若返った姿の、彼の青い瞳に引きつけられて、彼女は思わずトニーの胸に額を押し付けた。
――トニー、そんな目で私を見ないで。
「トニーあまり心配しないで、ロミは私にまかせて」
若い姿のトニーは、彼女の小さな身体をそっと抱きしめた。
トニーは熱い湯を浴び、石鹸できれいさっぱりとして、ゆっくり湯に浸かったあと、髭を剃ろうと洗い場の鏡に向かった。
鏡に映った自分の顔は、まさしく若い頃の自分だった。
ロミはサイボーグ手術によって不老になったと言えるが、ガートルードたちの不老と自分の変貌については、理解の範囲を超えた曖昧な気持ちのまま、髭を剃り終え、宏一が用意してくれた服を着て浴室を後にした。
「まあトニー、とってもハンサムね」
髭を剃りさっぱりとした若いトニーを見て、いつものように少し皮肉口調でロミが言った。
「ロミ、もう大丈夫なのですか」
トニーは真っすぐロミを見て言った。
その視線にドキリとして、ロミは少しだけ見返したあと、すぐに視線を逸らせて言った。
「うん、ぜんぜん大丈夫よ、さあ、私たちもきれいにしなくちゃ、エスタ、一緒にお風呂に入りましょう」
ロミとエスタはトニーと入れ替わるようにして、浴室に向かった。
「やあ、トニー・マックス、お久しぶりです」
がっしりとした黒人男性が話しかけてきた。
「あなたはミスターロバーツ」
旧知の二人は固い握手をした。
「どうしてここにいらっしゃるのですか」
「わたしはこの山荘へ来るのは二度目です、春美さんとは古い友人でしてね、三つ子たちのこともよく知っているのですよ」
トニーが若い姿になっている事には触れなかった。
二十八年前、マックス教授の死後一年が経って、教会は正式にその死を認め、ニューヨークにあるカトリック寺院で葬儀が行われた。
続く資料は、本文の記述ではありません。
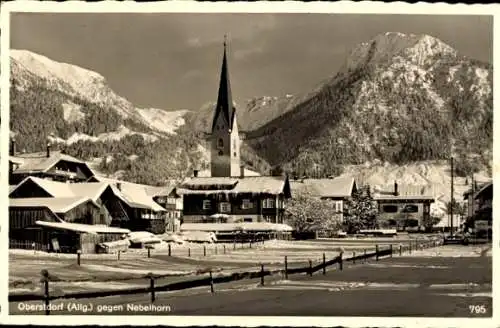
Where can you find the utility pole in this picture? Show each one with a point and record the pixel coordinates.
(452, 199)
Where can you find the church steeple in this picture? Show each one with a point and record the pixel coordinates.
(225, 143)
(224, 98)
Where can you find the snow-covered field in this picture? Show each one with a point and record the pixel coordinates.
(192, 259)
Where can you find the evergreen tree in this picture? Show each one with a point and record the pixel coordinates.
(360, 211)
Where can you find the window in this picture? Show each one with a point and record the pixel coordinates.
(225, 207)
(269, 218)
(268, 203)
(410, 209)
(338, 206)
(246, 204)
(207, 204)
(390, 209)
(412, 223)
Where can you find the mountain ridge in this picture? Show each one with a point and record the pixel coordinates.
(385, 94)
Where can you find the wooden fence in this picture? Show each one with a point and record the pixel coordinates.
(261, 273)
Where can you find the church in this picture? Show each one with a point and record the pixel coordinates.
(228, 199)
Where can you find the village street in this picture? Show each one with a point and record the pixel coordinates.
(457, 284)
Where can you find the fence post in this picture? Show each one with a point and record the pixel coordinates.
(286, 267)
(152, 286)
(211, 283)
(324, 264)
(45, 281)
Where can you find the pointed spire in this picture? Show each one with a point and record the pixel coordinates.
(224, 99)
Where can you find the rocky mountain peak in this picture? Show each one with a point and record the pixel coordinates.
(417, 49)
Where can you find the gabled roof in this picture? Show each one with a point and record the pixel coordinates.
(339, 187)
(483, 189)
(39, 162)
(91, 190)
(56, 205)
(257, 184)
(53, 188)
(86, 228)
(136, 197)
(132, 194)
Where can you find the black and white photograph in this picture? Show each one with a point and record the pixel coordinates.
(259, 164)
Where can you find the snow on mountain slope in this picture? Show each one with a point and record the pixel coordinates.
(162, 120)
(28, 67)
(432, 176)
(117, 135)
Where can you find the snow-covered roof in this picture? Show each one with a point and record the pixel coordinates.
(339, 187)
(78, 227)
(258, 184)
(136, 196)
(56, 205)
(53, 188)
(227, 227)
(481, 189)
(39, 162)
(445, 221)
(133, 194)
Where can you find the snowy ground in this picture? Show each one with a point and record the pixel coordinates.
(400, 286)
(187, 261)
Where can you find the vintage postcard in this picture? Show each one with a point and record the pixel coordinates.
(292, 163)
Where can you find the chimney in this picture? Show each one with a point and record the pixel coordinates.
(48, 149)
(12, 147)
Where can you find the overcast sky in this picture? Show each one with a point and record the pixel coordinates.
(172, 61)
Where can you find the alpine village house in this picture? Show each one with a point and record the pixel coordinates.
(57, 203)
(228, 202)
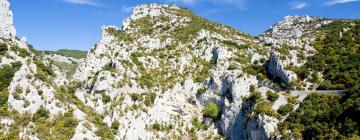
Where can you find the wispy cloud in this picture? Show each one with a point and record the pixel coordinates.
(241, 4)
(333, 2)
(186, 2)
(84, 2)
(298, 5)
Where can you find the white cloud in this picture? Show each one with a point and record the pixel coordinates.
(333, 2)
(298, 5)
(237, 3)
(85, 2)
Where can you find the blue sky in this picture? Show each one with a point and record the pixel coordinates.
(76, 24)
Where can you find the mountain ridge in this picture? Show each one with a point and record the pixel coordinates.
(166, 73)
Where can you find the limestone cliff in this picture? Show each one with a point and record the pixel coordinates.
(155, 78)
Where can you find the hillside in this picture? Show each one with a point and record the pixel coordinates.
(170, 74)
(69, 53)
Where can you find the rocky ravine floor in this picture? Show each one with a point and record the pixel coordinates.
(154, 78)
そこで会ったのを初めとして、北極やフロリダの宇宙基地などアメリカ軍の協力が必要なときに、何度か顔を合わせていたのだ。
「トニー・マックスご無事で何よりです」続いてフレッドが握手をしてきた。
「ありがとうフレッド、博士から何か言ってきたかね」
「いえ、何も、何度か電話をしているのですが、つながらないのです」
ガーティーがリビングに向かって、食堂にお昼の用意が出来ていると言った。
「どうぞ、エチオピアカレーを召し上がれ。今夜はみんなの誕生パーティーがあるからお昼は軽めにしたのよ、これで我慢してね」一同は食卓に移った。
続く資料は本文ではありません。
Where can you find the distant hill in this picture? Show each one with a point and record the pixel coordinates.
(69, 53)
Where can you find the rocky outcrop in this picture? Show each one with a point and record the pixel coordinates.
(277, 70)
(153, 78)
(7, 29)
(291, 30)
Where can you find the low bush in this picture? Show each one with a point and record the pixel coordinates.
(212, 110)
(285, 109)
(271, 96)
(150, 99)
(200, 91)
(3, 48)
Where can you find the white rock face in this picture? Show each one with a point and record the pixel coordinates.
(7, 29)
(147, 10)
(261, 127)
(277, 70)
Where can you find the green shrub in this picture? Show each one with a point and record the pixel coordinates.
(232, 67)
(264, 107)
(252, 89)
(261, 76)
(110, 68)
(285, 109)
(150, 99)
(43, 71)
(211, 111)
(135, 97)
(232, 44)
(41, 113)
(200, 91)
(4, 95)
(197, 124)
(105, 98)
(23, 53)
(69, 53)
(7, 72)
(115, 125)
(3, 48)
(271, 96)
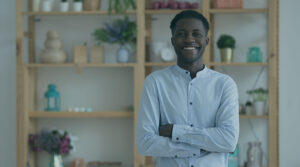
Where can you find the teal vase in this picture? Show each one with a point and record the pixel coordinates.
(254, 55)
(56, 161)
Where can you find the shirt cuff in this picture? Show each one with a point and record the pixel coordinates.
(178, 133)
(187, 154)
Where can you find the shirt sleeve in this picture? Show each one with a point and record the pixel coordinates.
(224, 136)
(149, 143)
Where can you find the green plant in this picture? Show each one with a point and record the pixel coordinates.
(226, 41)
(259, 94)
(119, 31)
(120, 6)
(51, 141)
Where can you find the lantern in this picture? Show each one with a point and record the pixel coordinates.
(52, 99)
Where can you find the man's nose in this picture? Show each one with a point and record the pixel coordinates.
(189, 38)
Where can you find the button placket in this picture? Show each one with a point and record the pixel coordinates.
(190, 102)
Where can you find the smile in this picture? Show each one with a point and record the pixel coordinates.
(190, 48)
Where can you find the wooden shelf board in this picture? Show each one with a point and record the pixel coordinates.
(254, 116)
(216, 11)
(166, 11)
(237, 64)
(151, 64)
(95, 114)
(54, 13)
(81, 65)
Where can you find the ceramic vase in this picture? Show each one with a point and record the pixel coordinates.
(53, 52)
(123, 54)
(226, 55)
(77, 6)
(46, 6)
(90, 5)
(64, 6)
(260, 107)
(56, 161)
(36, 5)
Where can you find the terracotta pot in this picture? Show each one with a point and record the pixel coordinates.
(228, 3)
(91, 4)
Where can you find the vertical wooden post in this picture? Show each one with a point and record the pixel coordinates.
(205, 12)
(273, 83)
(139, 73)
(21, 148)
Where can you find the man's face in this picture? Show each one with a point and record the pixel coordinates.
(189, 40)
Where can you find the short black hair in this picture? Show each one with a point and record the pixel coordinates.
(189, 14)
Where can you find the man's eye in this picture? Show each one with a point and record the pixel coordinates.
(180, 34)
(196, 34)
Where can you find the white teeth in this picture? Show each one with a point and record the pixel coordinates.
(189, 48)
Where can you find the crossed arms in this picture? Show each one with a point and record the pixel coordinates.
(183, 141)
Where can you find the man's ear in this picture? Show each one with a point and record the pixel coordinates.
(207, 40)
(172, 40)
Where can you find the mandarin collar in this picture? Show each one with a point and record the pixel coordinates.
(203, 72)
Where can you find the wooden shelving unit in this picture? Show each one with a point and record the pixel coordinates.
(80, 65)
(27, 114)
(242, 64)
(57, 13)
(223, 11)
(94, 114)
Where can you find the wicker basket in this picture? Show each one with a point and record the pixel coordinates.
(219, 4)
春美や宏一たちも席に着き、それぞれ山盛りになったナンをとり、カレーに浸けながら食べる、昨夜の残り物とはいえ、山海の具が染み込んでいて、とても美味しい。
「あら、おいしそう、私もおなかぺこぺこよ」
お風呂から出てきたロミが、そう言ってトニーの隣に座った。
自然の酢が効いたサラダと、この山の麓でとれたヤマモモのジュースもある。
トニーは、ロミと三人の妖精たちを、それとなく観察した。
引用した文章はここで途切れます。